I don't know, maybe I miss stuff but I've never really thought this to be revolutionary. I think most programs already include it or definitely have elements of it but I'm not really an expert on this. I haven't read the Wilson and Wilson study but those are the authors of the periodization article. Not that they aren't credible but with a middle name of "Venom" I'm not really sold on heavily controlled empirical research and methodology - reading back it kind seems they are just reporting on their own success and referencing the work you are reading or another one of their summaries (which are really great pieces but a couple guys doing well doesn't validate an idea as revolutionary and a massive improvment). Glenn probably has a lot more familiarity with purposeful applications than I do - his thoughts would be interesting.

That said. This is pretty detailed tinkering and to design something from the ground up, you need to know what you are doing, and also have a purpose and application that fits. I'd be very hesitant to get mired down in the small stuff unless you are a fairly advanced lifter and really interested. If you read that bit, got sold on DUP, have mediocre lifts and training experience limited to typical BBer programs (i.e. 3 day splits, no organized programmer or plan of progression) - I'd say put it aside and use a plain vanilla solid program while you get a feel and learn. That's might be untrue of you but the theme lately seems to be 130lbs 14 year olds debating over ME/DE days or how to load effectively if their father will only drive them to the gym 2x per week. So it's a really valid concern over people getting caught up in nuances of advanced programing that make a difference much further out and only serve to waste their time at their current level of development.
 
No offense, but I think a lot of people find "security" in believing their program is a superduper scientific program that is "perfectly designed" etc., etc. In reality, there is no "perfect" program and people are getting bigger and stronger on programs that were not created by scientists . . . but people spin their wheels trying to make sure EVERYTHING is done "optimally" when in reality, that stuff is mostly just details and won't help you much, if at all, if you're a relatively inexperienced lifter.

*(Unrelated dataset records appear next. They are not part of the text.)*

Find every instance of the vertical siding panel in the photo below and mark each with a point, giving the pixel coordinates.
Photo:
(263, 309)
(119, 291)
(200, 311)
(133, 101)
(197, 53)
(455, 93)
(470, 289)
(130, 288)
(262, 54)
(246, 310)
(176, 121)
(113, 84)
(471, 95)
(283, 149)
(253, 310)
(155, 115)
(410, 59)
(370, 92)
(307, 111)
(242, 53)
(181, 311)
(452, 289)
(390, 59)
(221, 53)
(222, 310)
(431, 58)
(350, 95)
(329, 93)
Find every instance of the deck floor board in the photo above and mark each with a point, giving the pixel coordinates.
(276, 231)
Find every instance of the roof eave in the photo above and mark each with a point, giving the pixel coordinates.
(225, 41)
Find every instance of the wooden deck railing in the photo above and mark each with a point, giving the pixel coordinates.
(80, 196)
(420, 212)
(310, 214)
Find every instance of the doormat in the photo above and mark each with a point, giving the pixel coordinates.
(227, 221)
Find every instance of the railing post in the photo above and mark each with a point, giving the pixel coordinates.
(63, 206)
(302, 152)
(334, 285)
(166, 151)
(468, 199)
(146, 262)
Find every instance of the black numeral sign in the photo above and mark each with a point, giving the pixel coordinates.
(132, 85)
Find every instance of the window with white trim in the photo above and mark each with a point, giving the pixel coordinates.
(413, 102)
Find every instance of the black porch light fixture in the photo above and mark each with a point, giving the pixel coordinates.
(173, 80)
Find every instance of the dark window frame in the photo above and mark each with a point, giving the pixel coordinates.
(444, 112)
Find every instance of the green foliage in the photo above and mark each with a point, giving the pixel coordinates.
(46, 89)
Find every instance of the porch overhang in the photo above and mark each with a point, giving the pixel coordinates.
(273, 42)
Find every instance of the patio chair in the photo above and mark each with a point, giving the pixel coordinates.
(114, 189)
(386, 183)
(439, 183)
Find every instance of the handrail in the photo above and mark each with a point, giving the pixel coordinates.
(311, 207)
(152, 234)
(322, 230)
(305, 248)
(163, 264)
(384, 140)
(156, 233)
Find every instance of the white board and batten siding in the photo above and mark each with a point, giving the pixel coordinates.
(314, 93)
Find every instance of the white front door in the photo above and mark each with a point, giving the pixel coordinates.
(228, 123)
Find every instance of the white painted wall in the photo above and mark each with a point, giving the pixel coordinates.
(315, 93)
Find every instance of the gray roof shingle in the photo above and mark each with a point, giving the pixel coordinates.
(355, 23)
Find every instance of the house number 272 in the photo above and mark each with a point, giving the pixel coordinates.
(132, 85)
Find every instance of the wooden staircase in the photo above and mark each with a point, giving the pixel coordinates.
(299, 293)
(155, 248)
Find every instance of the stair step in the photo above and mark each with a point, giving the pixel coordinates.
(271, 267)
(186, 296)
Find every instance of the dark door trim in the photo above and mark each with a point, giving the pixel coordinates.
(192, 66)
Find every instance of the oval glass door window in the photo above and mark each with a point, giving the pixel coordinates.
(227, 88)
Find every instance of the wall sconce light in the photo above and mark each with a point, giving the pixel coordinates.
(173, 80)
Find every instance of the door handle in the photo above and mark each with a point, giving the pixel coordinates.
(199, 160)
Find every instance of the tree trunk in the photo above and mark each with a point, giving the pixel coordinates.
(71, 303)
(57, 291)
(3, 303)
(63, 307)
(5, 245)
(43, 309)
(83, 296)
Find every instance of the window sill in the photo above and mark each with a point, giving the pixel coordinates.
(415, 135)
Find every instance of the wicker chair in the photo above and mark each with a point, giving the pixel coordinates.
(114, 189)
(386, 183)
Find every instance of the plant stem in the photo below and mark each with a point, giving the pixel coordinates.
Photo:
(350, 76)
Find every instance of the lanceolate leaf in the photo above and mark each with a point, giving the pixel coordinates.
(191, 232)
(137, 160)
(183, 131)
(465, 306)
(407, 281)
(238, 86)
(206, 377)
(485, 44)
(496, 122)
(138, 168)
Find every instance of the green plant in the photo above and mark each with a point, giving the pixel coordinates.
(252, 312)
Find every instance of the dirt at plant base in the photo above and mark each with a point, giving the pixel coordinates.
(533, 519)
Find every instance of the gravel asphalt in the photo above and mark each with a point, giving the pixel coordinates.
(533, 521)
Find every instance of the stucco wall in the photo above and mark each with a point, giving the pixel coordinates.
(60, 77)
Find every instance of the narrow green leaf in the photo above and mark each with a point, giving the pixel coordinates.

The hard truth is, you just gotta start doing it. And if your program is making you stronger on a regular basis, you're taking care of the BULK of the elements required for size right there.

You gotta realize that science is a limited instrument, especially as applied to weightlifting where specific research is lacking really. A scientist will only accept evidence that came from a carefully controlled lab environment . . . which means you have to ignore all the stuff that occurred outside that carefully controlled environment. So that means you're working w/ a limited amount of information. As long as you stick to just that information, you can reach a "scientifically valid" conclusion. But that does NOT mean it is the ONLY valid conclusion. It's just the only conclusion that was reached based on the scientific information available at that moment in time. So, if you go strictly by what is "scientifically backed," you miss a lot of stuff . . . and some of it may be very instructive and later proved "scientifically correct." LoL

Follow madcow's advice. You might feel that you're in a world of uncertainty b/c you can't read scientific studies, etc. that "prove" why the program works, but rest assured, the program's been validated over and over in the real world.

[And as for "Wilson & Wilson," they're a couple of smart college kids who love bodybuilding and are working on their degrees.]